I do wish to volunteer at this point that I cannot afford to shop at the more boutique/stores where R250.00 is the going price for a t-shirt. My price bracket is R250.00 for the entire outfit and shoes!

Clearly I am shopping at the lower end of the retail market.

The result is I opt for jeans and a basic t-shirt most days, because the rest of it either shows her midriff, her arse or has a hint of being …. I am not sure…. just not right.

Even with t-shirts I have to filter through the ones with slogans of:

Do I Make You Look Fat

I’m Not With Stupid Anymore

When the going gets tough, the tough go blonde

You were never my boyfriend

Explain to me again why I need a boyfriend

Careful I had a bowl of bitchy for breakfast

No Money No Car No Chance

What I think I am trying to comment on in the most round about fashion I can find, is that our children – girls in particular – are bombarded with images of how they need to be, and to a degree how society sees them.

We are kidding ourselves if we think THEY cannot and do not see these images.

And these images do not have some sort of effect on them.

This effects is only not on my own girls who see these images (even on a sub conscious level), but my son who sees how girls “are” or how the “media portrays them.”

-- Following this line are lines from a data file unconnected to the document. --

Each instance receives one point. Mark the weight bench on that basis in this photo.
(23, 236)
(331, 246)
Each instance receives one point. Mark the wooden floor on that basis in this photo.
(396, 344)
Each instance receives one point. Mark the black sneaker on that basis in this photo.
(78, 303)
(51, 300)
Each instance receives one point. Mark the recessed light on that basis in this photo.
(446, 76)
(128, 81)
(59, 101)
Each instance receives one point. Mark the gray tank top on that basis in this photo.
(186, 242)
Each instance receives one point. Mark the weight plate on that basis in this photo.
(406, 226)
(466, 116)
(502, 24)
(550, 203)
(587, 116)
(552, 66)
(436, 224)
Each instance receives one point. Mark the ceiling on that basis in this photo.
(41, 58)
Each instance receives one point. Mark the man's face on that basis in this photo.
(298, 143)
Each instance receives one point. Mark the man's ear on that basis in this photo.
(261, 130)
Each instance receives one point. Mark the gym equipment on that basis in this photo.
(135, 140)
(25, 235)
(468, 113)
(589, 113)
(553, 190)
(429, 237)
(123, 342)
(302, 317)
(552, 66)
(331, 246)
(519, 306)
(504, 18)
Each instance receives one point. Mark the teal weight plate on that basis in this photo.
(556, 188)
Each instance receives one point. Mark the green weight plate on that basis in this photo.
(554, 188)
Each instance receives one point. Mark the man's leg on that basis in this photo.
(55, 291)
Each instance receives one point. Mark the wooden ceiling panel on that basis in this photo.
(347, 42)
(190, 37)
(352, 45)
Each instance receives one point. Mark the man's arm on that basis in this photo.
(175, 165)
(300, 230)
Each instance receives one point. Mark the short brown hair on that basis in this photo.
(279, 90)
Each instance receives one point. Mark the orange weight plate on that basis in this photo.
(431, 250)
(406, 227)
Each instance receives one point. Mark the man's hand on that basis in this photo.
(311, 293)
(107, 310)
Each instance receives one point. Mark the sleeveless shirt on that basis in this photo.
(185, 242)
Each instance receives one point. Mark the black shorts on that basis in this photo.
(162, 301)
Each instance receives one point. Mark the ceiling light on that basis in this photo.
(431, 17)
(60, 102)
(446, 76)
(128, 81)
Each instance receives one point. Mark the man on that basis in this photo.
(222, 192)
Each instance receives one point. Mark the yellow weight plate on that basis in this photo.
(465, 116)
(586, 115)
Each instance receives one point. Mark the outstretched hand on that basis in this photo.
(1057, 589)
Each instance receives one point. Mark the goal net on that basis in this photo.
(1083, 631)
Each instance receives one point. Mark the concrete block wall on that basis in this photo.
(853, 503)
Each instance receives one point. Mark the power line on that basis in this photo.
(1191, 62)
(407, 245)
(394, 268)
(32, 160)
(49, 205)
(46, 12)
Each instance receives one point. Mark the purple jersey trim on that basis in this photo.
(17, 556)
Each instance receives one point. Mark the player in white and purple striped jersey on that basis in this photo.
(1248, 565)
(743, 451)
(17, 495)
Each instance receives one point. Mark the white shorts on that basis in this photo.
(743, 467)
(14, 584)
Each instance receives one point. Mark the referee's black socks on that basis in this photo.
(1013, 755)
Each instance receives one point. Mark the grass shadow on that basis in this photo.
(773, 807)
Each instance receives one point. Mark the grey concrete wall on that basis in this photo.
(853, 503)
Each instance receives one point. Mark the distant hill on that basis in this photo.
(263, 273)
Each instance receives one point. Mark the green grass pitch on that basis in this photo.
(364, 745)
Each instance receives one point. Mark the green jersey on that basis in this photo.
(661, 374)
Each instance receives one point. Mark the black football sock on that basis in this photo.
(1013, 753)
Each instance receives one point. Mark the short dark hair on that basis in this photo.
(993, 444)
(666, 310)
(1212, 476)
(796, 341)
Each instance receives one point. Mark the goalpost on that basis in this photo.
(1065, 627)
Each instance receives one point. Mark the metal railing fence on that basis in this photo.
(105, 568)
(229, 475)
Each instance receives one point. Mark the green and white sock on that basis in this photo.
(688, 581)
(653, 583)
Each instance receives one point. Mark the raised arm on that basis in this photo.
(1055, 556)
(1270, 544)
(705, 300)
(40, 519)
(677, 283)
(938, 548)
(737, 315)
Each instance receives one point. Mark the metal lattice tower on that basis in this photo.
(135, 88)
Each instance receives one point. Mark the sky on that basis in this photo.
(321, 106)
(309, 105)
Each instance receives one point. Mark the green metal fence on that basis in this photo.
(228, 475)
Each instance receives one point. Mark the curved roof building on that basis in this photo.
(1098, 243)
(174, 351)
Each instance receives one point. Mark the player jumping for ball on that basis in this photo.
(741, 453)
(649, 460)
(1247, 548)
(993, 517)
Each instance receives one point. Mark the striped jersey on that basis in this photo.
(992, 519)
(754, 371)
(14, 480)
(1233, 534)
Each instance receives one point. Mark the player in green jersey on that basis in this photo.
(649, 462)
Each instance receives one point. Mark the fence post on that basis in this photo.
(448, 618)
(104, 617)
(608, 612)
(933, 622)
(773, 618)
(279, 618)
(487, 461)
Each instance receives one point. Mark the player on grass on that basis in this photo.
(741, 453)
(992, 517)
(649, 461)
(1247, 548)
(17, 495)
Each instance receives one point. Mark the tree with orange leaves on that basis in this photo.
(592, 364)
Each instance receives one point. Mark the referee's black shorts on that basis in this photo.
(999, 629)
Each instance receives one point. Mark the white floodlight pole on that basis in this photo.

<We can discuss how we create positive personal images with our kids, and how we monitor what they watch and block several channels, in another post>

But … and there is always a but ….. it is next to impossible to keep these images away from your children, unless you live in a cave, home school, and only read ….. actually you will have to skip reading.

I will comment on this subject again when my brain is firing on all cylinders.

But these are some of the print images that I am referring to when I say “er, this is a bit inappropriate for my child….” and “why are they aiming this sh8t at children?” and “why are you putting this in an advert?”

<I am not suggesting these are the worst of it, or the best of it, these are just some random ones I had lying around>

Thongs for young girls …..

Padded bras for little girls …

The Best Examples Of Horrific And Embarrassing Parenting On Facebook

Does adult-looking clothing on children bother you?  It might be the Fluoxetine talking, but it bothers the crap out of me.